千里之外,京都摄政王府
一个中年文士,手中拿着份邸报,步履匆匆地进了书房。
“王爷,旦州有消息传回来了。”
书案后的男人,闻言抬眼看过来,其目光犀利,面容肃穆威严,久居上位的气势,仅在这一抬眼间,便无声无息地压迫过来,能使人喘不过气。
但来人却镇定自若,他走过去,将手中邸报递上。
“辛苦范先生了。”公孙奕接过邸报。
此人名叫范睢,是摄政王府第一谋士,极得公孙奕信赖。
公孙奕将信上内容仔细看过后,沉吟片刻,而后问道:
“信上所写消息,范先生可看过了?”
“回王爷,属上看过了。”范睢道。
“对此事,范先生如何看?”
“从天机营调查的情报来看,杜家八公子杜恪并无异常。属下不知,王爷因何而疑心他有异?”

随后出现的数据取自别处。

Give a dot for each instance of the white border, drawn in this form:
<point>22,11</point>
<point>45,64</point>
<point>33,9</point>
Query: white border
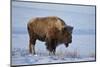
<point>5,33</point>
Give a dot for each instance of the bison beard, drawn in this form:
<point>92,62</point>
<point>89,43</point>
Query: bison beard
<point>52,30</point>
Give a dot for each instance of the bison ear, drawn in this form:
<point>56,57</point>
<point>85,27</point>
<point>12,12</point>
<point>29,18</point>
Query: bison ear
<point>69,29</point>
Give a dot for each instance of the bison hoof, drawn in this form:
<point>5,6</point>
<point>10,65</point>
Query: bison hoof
<point>66,44</point>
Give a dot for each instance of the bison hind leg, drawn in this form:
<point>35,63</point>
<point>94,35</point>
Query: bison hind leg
<point>51,47</point>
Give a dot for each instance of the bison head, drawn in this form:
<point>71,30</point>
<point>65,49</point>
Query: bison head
<point>67,34</point>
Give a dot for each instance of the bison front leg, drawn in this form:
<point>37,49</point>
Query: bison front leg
<point>51,46</point>
<point>32,46</point>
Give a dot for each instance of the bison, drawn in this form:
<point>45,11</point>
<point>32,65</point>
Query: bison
<point>51,30</point>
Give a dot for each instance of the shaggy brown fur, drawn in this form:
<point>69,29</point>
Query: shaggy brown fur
<point>52,30</point>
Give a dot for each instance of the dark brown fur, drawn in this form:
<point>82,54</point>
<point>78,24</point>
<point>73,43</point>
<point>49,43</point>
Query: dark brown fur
<point>52,30</point>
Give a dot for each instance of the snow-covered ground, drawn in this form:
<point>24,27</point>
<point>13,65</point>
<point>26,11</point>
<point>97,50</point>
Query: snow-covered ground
<point>82,48</point>
<point>79,50</point>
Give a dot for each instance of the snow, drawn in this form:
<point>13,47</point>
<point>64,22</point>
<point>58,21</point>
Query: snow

“上个月,姚庸做五十大寿,皇后去赴了宴。据探子回报,她在府中曾单独招见过卢昱。后来回宫时,她重新补过妆,两眼红肿,似大哭过一场。”公孙奕缓缓道。
范睢皱起眉头,想了想道:“姚庸身为国丈,皇后去为其贺寿,于情于理,并无不妥。”
“而姚庸此次为五十整寿,所以大办寿宴,请去的朝中官员约有三四十人。卢昱与他同朝为官,关系尚可,在受邀之列,也无奇怪之处。”
“至于皇后单独招见卢昱。陛下在潜龙时,卢昱曾教过他几年绘画,皇后对其关切几句,以示皇恩浩荡,似乎也在情理之中?”
“这便是了。”公孙奕站起身,走到窗前,望着院中的海棠。
“范先生,你不觉得这一切,处处都能有恰到好处的解释,实在是太过合逻辑了吗?”
“若一件事,从任何角度去看,都严丝合缝的没有漏洞,那这件事本身,便是最大的漏洞。”
范睢闻言沉思良久,而后捋着胡须,仍是摇头:“若陛下当年,真是将自己的皇长子换出去了。那这时间上,也不对。”
“杜恪比皇长子公孙昀可早半年出生,他的出生时辰,杜府家谱都有详细记录。这个做不得假。”
“而且,公孙昀自出生到夭折,那三年之中,他每日都在东宫,时时在王爷的耳目之下,更是从未出过宫门。若是要换,我们不可能毫无察觉。”
“属下还是觉得,王爷的猜测,太过匪夷所思,许是多虑了。”
公孙奕竟意外地点点头。
“在这一点上,本王也没想通,所以也只是觉得有疑而已。若此事为真,呵呵,那本王对这个十弟,可真得刮目相看了。”
“既然王爷有所怀疑,那不如干脆将之除掉,以绝后患。也不用费心去猜真假。”范睢建议道。